I AM not the strong personality I used to be. I know this because my father taught me that you can judge a man's character by his handshake. I made sure that I shook hands with a grip that would not have disgraced Conan the Barbarian.

Over the years, the stifled screams of acquaintances and the distant sight of them ducking into doorways led to me developing a more enlightened take on the perfect grip. I eased up on the bonecrusher before the writs arrived.

These days, however, the handshake dilemma has been superseded by the greetings kiss. A survey has revealed that one in five people has accidentally clashed faces. One in five? That's a ridiculously small proportion. I can personally claim to have battered the conks of half Europe, leaving many a victim with nostrils looking like a cross between Cyrano de Bergerac and Ricky Hatton's sparring partner.

So what should you do on greeting friends and relatives? Some people, would you believe, jump in with a kiss even if you saw them quite recently. Why Great Aunt Bertha planted a kiss on me last year even though we'd last met as recently as 1999.

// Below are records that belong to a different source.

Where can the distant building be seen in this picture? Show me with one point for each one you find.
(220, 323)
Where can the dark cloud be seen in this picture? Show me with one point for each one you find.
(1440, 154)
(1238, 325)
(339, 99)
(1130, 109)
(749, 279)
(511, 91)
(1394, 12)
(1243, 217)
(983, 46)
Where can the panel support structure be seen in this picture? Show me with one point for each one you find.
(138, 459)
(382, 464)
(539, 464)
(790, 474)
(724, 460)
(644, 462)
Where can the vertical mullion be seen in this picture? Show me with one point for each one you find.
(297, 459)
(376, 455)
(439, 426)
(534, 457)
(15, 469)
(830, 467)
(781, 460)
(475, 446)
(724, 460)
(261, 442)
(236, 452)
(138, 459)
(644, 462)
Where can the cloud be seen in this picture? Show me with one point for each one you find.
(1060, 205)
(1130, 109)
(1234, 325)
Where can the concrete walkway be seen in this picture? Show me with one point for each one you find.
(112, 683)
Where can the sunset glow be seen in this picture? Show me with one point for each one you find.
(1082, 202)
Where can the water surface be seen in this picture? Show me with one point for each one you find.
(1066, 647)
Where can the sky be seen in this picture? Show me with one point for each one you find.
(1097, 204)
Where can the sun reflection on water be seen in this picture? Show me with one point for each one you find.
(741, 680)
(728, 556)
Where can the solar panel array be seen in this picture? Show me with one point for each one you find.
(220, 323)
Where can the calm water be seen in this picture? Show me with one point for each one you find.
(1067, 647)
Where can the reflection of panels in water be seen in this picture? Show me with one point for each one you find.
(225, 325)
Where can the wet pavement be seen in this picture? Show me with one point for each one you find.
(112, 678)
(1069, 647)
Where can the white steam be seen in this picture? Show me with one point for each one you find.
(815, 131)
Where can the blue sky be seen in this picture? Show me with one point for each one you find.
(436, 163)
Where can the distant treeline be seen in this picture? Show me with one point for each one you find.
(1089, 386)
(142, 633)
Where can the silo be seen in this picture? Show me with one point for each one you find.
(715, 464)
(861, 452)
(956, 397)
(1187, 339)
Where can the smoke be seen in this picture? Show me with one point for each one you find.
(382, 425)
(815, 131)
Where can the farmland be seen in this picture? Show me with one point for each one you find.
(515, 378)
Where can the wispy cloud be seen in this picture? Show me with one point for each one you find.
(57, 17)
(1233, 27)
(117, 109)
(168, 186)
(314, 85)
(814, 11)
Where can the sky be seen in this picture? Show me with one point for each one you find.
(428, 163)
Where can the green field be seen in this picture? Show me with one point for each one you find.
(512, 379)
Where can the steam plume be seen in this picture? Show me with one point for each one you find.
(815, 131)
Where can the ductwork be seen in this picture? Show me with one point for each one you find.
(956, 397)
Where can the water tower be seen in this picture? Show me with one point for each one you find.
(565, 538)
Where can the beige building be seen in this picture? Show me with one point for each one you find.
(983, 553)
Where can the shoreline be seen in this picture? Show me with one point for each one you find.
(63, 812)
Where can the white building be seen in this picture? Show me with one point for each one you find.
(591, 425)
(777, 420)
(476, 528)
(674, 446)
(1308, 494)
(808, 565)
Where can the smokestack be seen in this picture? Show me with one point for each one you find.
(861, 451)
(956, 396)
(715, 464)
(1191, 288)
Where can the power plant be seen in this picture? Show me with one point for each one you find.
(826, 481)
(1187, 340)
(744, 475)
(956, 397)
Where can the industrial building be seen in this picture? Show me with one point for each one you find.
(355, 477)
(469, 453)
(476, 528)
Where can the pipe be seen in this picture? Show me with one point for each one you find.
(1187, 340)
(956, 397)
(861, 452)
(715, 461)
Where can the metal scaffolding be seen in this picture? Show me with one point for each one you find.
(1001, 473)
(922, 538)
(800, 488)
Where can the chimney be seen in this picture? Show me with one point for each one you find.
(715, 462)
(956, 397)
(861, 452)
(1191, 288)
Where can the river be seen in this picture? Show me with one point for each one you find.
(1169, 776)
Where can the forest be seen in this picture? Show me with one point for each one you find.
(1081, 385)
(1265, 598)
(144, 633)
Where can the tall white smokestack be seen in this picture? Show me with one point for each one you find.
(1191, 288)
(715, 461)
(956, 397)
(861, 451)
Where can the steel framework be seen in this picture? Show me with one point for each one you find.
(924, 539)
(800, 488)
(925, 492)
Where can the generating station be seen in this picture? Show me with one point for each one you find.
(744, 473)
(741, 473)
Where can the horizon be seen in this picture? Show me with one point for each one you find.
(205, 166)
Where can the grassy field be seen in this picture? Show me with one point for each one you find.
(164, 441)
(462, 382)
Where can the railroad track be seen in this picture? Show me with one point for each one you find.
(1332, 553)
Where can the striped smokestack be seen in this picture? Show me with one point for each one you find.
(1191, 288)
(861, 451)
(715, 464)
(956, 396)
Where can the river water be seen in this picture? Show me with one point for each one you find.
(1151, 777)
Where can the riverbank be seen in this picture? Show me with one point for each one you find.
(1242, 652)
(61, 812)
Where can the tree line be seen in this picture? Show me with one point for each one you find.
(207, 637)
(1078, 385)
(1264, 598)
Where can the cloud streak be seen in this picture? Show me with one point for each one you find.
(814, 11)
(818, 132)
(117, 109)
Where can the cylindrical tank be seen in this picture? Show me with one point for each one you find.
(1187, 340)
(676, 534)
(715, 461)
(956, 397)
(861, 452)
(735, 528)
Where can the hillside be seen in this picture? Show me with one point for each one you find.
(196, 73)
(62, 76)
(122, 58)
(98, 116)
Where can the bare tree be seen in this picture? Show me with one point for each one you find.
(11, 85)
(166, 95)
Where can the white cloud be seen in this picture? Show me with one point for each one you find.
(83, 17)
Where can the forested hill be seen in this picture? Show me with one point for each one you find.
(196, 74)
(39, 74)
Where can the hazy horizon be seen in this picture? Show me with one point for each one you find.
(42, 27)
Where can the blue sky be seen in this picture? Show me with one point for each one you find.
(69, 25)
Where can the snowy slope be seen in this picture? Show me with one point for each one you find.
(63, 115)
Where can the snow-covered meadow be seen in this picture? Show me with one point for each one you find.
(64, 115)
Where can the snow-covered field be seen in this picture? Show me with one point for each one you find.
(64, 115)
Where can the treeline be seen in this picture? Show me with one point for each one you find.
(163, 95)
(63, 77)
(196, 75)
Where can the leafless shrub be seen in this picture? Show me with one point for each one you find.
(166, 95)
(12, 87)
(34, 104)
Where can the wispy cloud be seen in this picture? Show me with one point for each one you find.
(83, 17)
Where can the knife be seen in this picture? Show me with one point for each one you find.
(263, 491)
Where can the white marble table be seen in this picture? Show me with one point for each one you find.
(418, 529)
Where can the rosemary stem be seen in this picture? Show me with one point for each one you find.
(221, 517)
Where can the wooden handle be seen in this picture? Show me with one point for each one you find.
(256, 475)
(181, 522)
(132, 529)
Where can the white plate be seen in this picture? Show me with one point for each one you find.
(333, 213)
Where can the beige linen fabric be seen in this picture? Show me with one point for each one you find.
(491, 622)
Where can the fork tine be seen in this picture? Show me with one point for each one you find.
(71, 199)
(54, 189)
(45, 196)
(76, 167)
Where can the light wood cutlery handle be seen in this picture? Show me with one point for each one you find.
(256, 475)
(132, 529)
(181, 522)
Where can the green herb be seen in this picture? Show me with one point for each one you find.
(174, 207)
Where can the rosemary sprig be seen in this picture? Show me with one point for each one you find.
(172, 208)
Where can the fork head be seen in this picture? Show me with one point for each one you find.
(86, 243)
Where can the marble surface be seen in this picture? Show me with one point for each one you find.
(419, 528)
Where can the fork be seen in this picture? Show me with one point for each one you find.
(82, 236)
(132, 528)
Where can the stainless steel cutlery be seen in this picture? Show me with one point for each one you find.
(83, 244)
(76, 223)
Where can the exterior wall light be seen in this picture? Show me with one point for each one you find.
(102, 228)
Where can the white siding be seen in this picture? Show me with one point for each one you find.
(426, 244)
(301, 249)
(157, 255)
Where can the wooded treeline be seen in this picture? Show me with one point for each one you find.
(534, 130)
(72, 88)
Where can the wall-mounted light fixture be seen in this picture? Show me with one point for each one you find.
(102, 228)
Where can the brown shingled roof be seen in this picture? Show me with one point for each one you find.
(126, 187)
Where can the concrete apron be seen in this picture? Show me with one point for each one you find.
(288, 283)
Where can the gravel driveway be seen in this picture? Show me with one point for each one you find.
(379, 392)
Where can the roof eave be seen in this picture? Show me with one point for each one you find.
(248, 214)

Should you kiss one cheek or two? Or three? (And, no, the third isn't that one.) And then there's the left or right issue. Which do you target first?

What about those presumptuous people who greet you with a kiss on your stiff upper lip, invading personal space?

And what do you do when your friend kisses you and then introduces you to her friend? Do you kiss her, too?

The advice when in doubt is to shake hands. If cornered, I'd favour a light skim that is one notch up from kissing air. Never attempt a "mwoah!" of a smacker on the lips.

And certainly not when arriving for a job interview.